Autonomous Soft-Tissue Needle Steering Using Reinforcement Learning Guided By Human Input

Soft-tissue needle steering, where a deformable needle is inserted into the tissue to guide its tip to a desired position, is a common minimally invasive surgery (MIS) procedure. The diverse types of needles and complex tissue dynamics limit the use of existing approaches that utilize models of the needle and the tissue for automating the task. In this work, we employ a data-driven approach using deep reinforcement learning (DRL) to achieve autonomous needle steering by viewing it as a multi-goal reinforcement learning problem. Human interventions are incorporated during training to accelerate learning and reduce catastrophic failures.
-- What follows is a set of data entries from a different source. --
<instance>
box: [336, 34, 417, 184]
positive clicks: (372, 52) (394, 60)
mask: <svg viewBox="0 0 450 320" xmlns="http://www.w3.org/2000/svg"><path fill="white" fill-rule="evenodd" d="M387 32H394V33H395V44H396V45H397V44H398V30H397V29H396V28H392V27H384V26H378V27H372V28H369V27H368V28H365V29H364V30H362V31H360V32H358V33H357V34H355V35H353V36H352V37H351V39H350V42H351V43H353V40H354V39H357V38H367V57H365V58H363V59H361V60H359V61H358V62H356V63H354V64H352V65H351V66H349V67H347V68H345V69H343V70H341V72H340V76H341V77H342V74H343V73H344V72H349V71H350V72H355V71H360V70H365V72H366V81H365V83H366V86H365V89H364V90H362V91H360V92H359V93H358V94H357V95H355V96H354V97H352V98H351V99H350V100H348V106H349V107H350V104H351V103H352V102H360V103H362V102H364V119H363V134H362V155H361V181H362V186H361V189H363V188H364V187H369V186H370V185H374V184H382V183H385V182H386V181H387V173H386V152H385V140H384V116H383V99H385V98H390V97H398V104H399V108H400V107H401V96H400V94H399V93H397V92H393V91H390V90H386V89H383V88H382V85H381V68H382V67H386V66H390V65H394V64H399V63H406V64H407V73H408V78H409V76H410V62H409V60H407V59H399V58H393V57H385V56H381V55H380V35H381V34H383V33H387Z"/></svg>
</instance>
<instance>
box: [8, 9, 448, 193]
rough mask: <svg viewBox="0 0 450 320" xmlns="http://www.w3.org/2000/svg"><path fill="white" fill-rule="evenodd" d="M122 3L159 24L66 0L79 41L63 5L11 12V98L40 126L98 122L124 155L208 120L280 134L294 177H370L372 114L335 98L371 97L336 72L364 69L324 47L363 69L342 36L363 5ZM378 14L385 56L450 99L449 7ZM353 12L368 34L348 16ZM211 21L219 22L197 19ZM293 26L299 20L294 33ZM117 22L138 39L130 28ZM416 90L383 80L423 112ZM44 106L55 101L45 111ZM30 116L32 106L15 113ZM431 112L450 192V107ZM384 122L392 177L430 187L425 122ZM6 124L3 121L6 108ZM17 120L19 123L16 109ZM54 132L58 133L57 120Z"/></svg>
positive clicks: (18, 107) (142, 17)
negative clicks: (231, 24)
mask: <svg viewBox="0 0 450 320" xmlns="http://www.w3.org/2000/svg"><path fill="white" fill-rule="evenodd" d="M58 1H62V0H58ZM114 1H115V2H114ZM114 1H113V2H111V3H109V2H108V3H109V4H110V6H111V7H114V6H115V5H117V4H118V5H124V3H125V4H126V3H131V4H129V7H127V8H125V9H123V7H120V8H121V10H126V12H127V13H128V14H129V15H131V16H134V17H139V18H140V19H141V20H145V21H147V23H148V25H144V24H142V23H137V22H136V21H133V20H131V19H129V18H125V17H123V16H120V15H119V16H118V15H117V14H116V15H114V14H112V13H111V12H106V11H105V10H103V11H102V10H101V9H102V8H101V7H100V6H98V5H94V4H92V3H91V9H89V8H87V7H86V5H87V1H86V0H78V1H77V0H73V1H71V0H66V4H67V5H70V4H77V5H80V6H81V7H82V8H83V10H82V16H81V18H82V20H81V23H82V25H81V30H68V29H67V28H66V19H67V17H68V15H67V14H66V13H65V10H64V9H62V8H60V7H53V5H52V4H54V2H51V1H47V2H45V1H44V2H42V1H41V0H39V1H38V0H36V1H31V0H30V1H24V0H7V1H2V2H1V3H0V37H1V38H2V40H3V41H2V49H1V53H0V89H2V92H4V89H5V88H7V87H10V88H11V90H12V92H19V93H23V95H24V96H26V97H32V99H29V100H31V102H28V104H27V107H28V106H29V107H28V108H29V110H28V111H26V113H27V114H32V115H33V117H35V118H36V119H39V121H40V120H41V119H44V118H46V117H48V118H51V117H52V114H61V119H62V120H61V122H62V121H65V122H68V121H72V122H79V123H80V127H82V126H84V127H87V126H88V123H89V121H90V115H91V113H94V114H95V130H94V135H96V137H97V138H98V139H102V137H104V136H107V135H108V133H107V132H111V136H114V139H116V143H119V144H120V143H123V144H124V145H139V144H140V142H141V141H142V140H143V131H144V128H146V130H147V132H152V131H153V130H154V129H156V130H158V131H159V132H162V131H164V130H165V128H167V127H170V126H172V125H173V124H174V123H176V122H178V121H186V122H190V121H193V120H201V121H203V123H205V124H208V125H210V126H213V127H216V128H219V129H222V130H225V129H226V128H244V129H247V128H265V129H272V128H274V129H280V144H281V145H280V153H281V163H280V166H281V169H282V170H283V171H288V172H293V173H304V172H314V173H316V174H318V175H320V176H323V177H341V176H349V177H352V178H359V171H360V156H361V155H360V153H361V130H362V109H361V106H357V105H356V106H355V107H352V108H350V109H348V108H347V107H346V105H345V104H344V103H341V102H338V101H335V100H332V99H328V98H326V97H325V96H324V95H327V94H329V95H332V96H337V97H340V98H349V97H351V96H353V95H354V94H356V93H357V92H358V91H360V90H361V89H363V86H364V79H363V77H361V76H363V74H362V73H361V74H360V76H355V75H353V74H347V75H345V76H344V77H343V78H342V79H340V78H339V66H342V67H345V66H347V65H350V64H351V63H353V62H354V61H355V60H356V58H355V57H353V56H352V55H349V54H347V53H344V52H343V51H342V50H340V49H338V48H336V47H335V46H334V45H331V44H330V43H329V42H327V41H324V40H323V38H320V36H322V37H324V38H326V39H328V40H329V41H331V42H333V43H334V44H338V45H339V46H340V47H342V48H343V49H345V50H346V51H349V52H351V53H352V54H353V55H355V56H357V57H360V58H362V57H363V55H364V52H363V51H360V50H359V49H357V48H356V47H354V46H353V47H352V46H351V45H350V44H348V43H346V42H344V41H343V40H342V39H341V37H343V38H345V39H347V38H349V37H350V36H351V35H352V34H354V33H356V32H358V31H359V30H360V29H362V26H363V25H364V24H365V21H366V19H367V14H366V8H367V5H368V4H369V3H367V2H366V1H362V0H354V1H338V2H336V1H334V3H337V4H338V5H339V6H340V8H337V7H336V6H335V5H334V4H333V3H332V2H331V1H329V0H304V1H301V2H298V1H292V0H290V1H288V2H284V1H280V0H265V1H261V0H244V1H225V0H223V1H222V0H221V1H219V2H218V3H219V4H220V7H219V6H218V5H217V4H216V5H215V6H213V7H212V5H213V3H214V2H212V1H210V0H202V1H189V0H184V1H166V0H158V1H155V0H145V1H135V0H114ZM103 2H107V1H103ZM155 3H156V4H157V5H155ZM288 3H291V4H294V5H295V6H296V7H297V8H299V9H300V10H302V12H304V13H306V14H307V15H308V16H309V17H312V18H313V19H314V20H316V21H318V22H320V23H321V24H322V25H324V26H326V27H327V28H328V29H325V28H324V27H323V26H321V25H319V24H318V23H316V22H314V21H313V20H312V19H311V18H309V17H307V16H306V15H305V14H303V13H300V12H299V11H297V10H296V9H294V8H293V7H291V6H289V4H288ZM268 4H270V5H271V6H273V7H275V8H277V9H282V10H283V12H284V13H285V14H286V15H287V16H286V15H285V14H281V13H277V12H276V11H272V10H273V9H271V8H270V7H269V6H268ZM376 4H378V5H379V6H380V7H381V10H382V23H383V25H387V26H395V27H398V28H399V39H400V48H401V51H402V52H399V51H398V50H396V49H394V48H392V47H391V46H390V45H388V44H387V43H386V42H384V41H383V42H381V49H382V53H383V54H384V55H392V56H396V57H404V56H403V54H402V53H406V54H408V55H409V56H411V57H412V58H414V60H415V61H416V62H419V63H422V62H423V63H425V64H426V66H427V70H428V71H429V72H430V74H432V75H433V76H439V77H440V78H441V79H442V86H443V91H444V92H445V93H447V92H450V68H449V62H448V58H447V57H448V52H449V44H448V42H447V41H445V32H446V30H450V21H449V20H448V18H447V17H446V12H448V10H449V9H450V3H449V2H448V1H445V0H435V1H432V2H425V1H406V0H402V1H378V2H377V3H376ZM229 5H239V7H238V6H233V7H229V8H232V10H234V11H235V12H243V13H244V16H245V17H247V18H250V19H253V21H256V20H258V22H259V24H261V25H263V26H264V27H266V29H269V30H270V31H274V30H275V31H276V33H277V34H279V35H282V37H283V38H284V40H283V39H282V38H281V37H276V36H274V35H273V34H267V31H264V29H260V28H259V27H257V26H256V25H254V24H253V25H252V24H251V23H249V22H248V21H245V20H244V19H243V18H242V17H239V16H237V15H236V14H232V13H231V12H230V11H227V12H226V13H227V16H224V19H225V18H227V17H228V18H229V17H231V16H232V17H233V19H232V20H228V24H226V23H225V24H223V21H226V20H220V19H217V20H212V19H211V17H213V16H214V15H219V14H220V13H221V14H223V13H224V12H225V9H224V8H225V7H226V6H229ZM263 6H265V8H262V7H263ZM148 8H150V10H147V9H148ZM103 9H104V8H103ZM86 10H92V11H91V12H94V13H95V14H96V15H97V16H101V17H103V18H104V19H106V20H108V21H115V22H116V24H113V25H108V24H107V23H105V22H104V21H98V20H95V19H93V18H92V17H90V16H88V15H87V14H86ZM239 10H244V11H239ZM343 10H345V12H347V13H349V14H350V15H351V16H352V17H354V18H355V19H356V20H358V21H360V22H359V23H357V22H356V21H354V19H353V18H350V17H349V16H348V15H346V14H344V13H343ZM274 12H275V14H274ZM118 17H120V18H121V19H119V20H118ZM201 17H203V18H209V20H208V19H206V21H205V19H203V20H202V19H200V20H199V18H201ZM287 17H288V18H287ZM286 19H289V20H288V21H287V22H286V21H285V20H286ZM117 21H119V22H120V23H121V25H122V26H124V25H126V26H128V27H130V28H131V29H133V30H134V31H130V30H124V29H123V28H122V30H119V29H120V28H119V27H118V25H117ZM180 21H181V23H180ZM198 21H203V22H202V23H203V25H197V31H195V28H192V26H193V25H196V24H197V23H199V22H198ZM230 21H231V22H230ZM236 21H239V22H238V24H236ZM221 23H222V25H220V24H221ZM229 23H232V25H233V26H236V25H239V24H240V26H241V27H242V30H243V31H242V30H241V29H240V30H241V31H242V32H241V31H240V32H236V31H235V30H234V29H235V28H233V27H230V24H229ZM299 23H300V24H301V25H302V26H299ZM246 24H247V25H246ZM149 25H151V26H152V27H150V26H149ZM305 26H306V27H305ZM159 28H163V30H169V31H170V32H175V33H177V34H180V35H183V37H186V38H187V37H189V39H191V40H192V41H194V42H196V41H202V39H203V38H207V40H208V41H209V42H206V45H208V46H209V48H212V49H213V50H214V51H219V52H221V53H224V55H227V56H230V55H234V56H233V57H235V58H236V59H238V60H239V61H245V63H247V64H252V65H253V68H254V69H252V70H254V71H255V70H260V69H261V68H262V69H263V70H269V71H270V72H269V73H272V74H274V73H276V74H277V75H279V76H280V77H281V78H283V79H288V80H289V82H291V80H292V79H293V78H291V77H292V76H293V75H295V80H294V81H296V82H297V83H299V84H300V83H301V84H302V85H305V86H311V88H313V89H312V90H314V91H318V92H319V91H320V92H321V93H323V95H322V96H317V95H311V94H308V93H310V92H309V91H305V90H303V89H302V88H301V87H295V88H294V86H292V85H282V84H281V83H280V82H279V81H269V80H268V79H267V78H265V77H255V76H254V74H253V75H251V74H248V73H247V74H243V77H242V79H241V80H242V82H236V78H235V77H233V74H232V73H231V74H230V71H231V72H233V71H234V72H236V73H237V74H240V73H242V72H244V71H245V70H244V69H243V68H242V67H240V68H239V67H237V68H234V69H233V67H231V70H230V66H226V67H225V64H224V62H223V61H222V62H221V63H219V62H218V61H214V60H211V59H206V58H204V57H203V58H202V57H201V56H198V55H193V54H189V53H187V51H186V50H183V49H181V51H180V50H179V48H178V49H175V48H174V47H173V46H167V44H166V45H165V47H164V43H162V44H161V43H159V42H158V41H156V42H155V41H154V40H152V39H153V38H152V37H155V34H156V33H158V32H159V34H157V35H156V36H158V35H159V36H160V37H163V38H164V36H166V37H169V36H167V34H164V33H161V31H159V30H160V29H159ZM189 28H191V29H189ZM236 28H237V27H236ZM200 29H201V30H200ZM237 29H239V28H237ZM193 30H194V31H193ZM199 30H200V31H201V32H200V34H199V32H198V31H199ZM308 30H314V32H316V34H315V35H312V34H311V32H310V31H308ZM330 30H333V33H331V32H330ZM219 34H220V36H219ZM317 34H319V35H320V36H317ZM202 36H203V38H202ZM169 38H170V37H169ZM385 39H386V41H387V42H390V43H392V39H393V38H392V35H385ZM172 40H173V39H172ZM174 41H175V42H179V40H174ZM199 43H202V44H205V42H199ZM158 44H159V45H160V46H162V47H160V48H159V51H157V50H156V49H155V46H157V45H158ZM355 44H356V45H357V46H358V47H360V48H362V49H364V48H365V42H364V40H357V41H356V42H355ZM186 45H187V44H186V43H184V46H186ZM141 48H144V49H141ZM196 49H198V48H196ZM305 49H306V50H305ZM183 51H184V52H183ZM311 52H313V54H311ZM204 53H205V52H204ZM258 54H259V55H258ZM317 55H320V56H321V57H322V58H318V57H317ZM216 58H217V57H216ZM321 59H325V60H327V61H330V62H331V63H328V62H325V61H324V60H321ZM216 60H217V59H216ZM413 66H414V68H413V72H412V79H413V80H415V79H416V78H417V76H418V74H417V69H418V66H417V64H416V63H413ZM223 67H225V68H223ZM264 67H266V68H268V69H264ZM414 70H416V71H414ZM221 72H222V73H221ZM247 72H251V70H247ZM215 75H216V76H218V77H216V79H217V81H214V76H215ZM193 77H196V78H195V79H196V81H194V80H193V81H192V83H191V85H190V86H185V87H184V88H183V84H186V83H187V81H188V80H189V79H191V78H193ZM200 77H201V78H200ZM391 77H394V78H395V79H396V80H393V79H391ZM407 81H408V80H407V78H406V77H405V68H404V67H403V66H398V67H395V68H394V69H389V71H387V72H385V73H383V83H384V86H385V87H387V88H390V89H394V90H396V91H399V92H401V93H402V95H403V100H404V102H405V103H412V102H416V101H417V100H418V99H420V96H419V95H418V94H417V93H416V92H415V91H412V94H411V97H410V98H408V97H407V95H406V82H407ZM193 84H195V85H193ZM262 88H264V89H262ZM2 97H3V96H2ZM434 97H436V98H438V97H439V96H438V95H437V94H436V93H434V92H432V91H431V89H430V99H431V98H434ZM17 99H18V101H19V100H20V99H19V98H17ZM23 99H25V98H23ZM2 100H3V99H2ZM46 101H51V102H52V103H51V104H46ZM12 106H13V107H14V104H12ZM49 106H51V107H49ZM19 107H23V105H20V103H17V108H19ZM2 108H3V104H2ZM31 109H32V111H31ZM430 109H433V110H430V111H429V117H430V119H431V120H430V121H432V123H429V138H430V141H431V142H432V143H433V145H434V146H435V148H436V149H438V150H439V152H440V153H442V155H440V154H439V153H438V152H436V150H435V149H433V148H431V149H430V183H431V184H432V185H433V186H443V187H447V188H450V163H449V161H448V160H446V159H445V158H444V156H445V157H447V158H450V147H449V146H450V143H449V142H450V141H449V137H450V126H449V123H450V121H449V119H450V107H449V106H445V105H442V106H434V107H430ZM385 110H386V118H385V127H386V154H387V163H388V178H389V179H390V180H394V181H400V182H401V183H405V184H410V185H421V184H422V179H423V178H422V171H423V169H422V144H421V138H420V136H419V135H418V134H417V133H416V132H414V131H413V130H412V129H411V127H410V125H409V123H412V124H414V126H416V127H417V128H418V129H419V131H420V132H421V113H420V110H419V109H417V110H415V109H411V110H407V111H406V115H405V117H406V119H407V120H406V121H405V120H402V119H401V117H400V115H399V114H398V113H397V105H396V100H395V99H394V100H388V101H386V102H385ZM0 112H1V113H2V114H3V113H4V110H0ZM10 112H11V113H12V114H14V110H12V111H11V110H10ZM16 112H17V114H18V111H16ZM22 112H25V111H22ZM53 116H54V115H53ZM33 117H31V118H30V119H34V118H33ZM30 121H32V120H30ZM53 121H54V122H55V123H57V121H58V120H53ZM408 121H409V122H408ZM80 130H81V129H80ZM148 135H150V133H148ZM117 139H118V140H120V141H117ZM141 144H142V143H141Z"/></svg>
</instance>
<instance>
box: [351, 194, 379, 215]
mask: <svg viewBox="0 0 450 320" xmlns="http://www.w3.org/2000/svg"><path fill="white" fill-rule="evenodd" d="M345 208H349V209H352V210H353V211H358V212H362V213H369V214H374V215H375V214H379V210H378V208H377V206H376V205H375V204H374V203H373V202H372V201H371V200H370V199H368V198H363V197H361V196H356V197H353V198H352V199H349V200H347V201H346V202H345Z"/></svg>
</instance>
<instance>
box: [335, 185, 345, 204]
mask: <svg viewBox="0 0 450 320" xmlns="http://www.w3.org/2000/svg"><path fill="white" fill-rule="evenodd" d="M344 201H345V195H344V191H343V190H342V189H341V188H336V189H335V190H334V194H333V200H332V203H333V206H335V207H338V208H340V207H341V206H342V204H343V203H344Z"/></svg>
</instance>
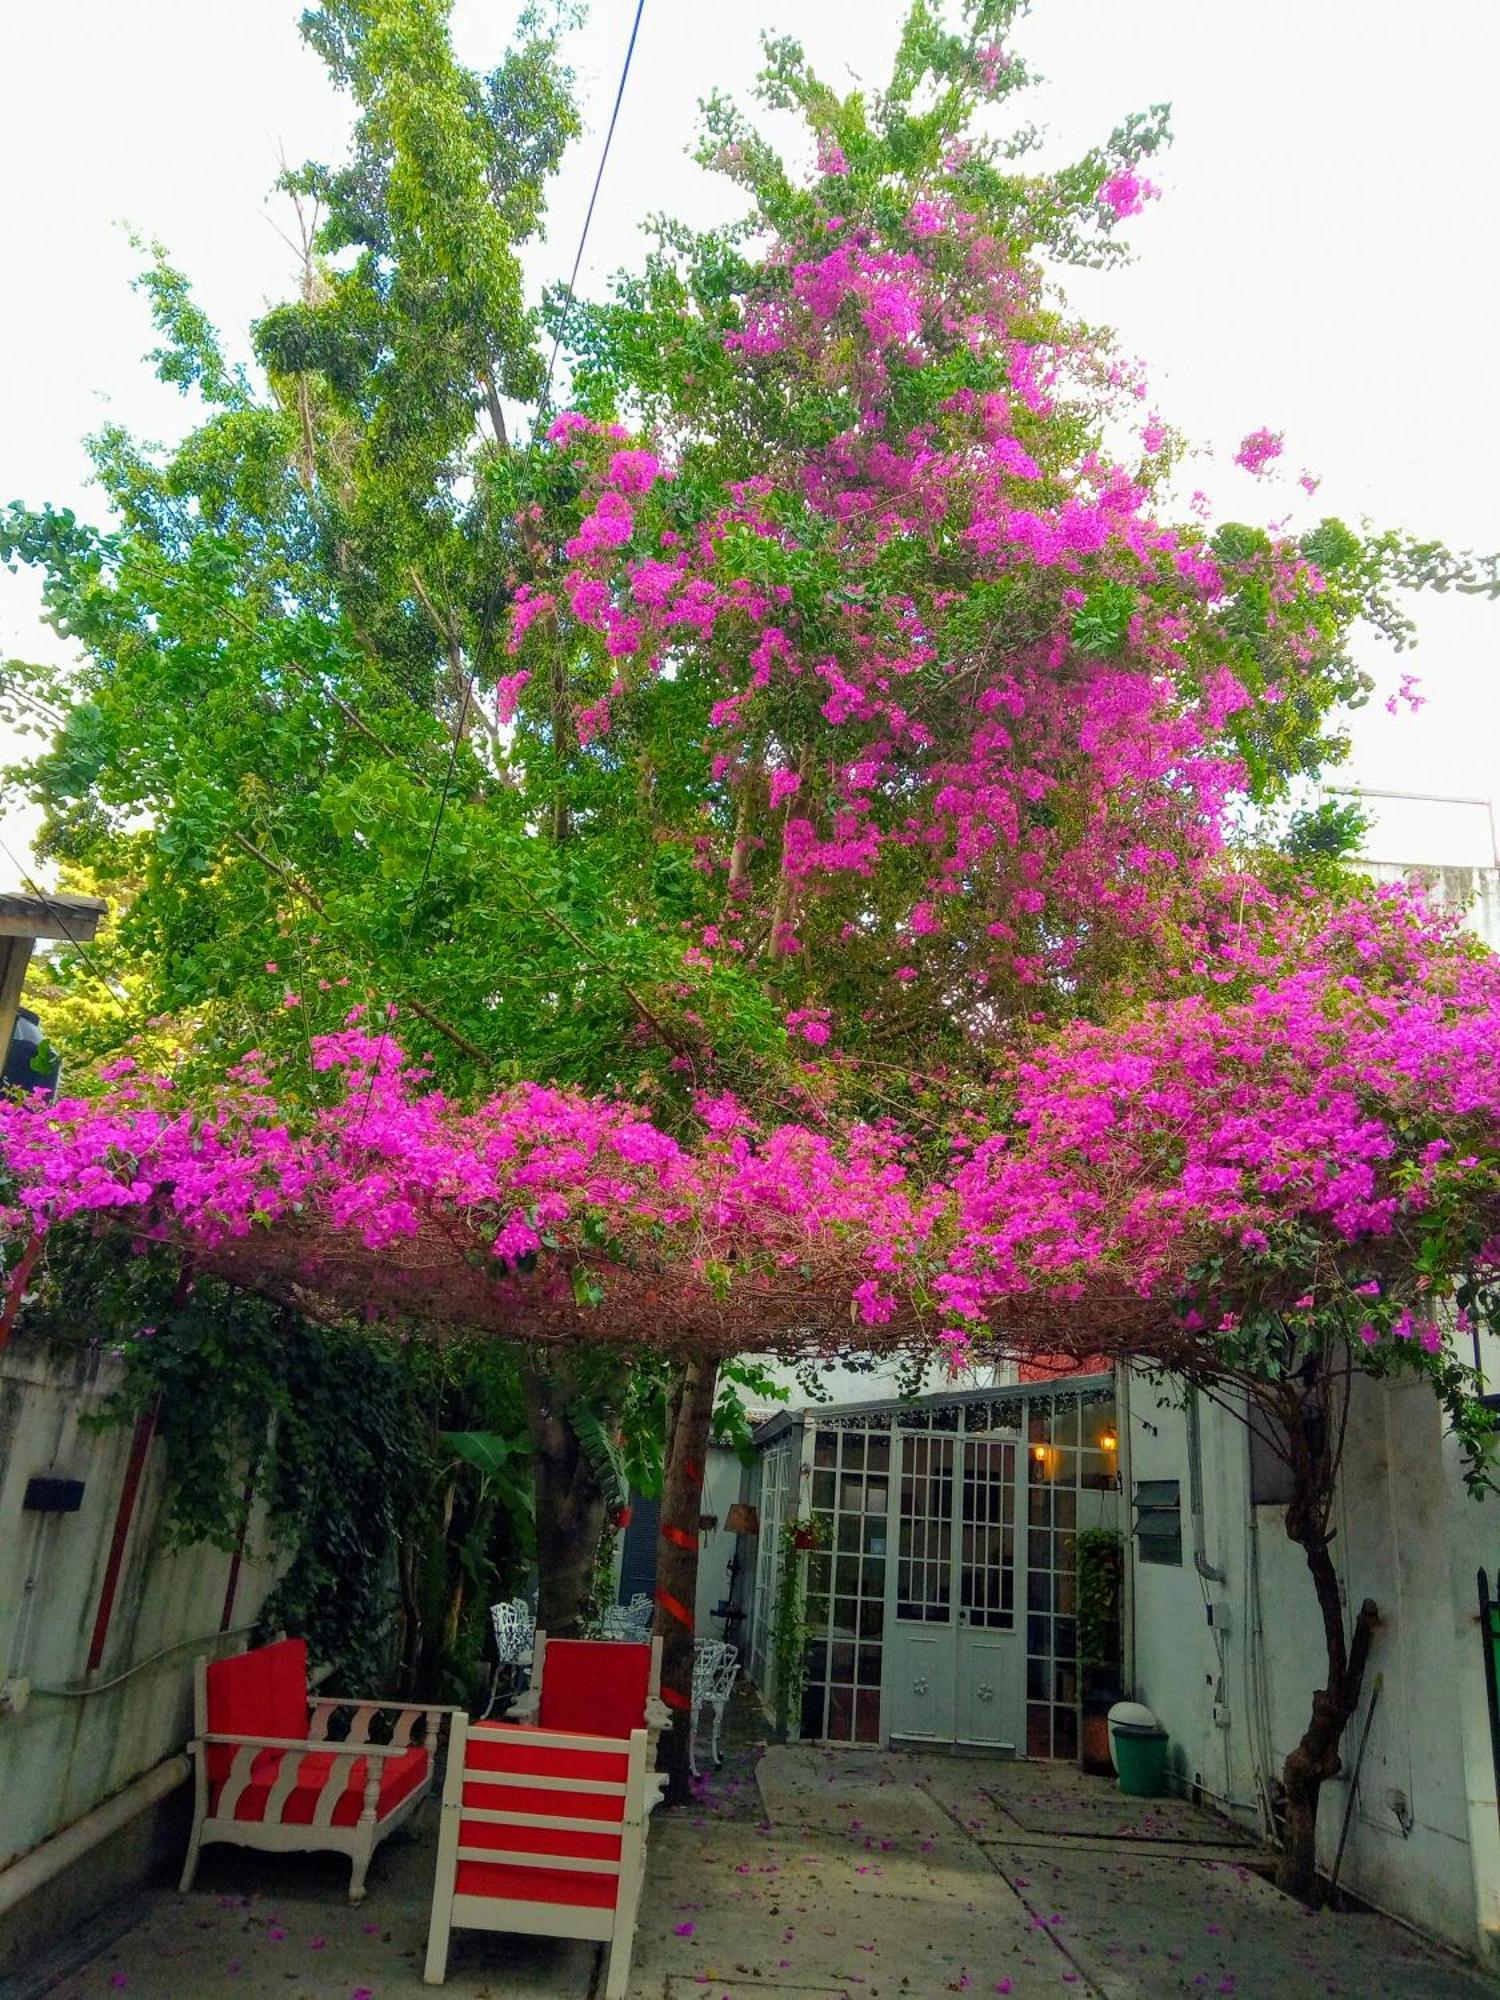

Generative adversarial imitation learning (GAIL) is combined with regular DRL by utilizing a hindsight relabeling scheme for human interventions to encourage the agent to imitate human behavior. To emulate the sim-to-real process, an agent is first trained in a simplistic simulation environment for needle steering and then transferred to a sophisticated one considered as the real world with fine-tuning (sim-to-sim). Experimental results show that with human interventions, the proposed method outperforms the other compared DRL approaches and can achieve good performance with only 2,000 training steps in the complex simulation environment, achieving an average return comparable to that of a 55,000-step agent trained from scratch.